Report on Fuego (Guatemala) — 15 August-21 August 2012
Smithsonian / US Geological Survey Weekly Volcanic Activity Report,
15 August-21 August 2012
Managing Editor: Sally Kuhn Sennert
Please cite this report as:
Global Volcanism Program, 2012. Report on Fuego (Guatemala). In: Sennert, S K (ed.), Weekly Volcanic Activity Report, 15 August-21 August 2012. Smithsonian Institution and US Geological Survey.
14.473°N, 90.88°W; summit elev. 3763 m
All times are local (unless otherwise noted)
INSIVUMEH reported that during 15-16 and 18-21 August lava flows from Fuego traveled 250-500 m down the Taniluyá drainage (SW), generating block avalanches that reached vegetated areas. On 17 August 20-m-wide lahars traveled SE down the Las Lajas and El Júte drainages, carrying blocks 1.5 m in diameter. Steam rose from the deposits in Las Lajas. Explosions were heard during 18-29 August but weather conditions prevented observations. Explosions during 19-21 August produced ash plumes that rose 100-300 m above the crater and drifted N, NW, W, and SW. Incandescent material was ejected 40-100 m above the crater at night. In a special report issued on 21 August, INSIVUMEH stated that seismicity had increased, along with degassing and rumbling sounds. Incandescent material was ejected 150 m above the crater, and lava flows traveled 500 m down the El Júte and Taniluyá drainages, generating block avalanches that reached vegetated areas.

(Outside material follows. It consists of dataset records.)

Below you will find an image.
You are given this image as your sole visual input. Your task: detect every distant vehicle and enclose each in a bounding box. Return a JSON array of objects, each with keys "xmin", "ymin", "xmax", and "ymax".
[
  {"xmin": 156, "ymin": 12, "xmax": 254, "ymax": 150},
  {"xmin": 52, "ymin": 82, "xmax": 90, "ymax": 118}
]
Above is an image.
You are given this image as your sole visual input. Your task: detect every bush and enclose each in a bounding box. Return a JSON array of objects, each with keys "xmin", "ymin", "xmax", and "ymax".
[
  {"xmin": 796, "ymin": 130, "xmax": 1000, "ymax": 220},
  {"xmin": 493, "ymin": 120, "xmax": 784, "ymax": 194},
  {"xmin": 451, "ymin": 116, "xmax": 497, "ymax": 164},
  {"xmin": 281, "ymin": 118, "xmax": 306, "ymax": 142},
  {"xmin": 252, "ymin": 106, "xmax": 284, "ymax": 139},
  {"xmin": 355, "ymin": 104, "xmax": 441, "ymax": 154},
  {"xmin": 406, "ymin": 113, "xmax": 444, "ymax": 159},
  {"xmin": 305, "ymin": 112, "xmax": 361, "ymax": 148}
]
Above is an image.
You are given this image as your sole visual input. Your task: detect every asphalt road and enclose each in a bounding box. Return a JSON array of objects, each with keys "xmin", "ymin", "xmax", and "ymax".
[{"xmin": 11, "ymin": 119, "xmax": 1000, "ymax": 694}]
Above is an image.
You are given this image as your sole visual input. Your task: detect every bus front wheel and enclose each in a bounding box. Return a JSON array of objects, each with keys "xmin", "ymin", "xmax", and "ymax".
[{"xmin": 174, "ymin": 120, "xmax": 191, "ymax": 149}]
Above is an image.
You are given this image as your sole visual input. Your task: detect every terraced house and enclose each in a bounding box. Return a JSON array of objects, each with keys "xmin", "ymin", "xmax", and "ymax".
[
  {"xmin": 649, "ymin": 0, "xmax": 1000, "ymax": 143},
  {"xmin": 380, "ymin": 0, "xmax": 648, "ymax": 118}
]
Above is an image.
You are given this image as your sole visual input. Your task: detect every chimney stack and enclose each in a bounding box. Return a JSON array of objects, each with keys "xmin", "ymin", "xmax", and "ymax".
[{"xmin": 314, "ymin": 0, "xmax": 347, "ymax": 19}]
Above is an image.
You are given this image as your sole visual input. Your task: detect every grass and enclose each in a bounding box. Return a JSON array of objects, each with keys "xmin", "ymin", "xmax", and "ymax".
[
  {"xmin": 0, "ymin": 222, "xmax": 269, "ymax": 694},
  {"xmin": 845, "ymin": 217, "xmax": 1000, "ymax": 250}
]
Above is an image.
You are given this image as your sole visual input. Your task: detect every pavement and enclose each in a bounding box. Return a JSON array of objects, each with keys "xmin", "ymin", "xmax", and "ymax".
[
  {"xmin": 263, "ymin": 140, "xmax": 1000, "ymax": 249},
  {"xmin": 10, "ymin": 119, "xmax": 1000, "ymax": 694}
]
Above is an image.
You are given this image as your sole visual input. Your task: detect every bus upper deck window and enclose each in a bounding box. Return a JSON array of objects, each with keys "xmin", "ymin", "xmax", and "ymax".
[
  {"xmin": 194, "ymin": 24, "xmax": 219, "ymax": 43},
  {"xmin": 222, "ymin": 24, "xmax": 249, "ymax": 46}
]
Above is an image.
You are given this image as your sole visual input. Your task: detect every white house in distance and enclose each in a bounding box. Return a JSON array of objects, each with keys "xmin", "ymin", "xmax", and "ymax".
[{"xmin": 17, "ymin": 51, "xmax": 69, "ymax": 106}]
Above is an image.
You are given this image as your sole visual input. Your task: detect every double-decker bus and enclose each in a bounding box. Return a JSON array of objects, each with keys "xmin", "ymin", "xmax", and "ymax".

Geological Summary. Volcán Fuego, one of Central America's most active volcanoes, is also one of three large stratovolcanoes overlooking Guatemala's former capital, Antigua. The scarp of an older edifice, Meseta, lies between Fuego and Acatenango to the north. Construction of Meseta dates back to about 230,000 years and continued until the late Pleistocene or early Holocene. Collapse of Meseta may have produced the massive Escuintla debris-avalanche deposit, which extends about 50 km onto the Pacific coastal plain. Growth of the modern Fuego volcano followed, continuing the southward migration of volcanism that began at the mostly andesitic Acatenango. Eruptions at Fuego have become more mafic with time, and most historical activity has produced basaltic rocks. Frequent vigorous historical eruptions have been recorded since the onset of the Spanish era in 1524, and have produced major ashfalls, along with occasional pyroclastic flows and lava flows.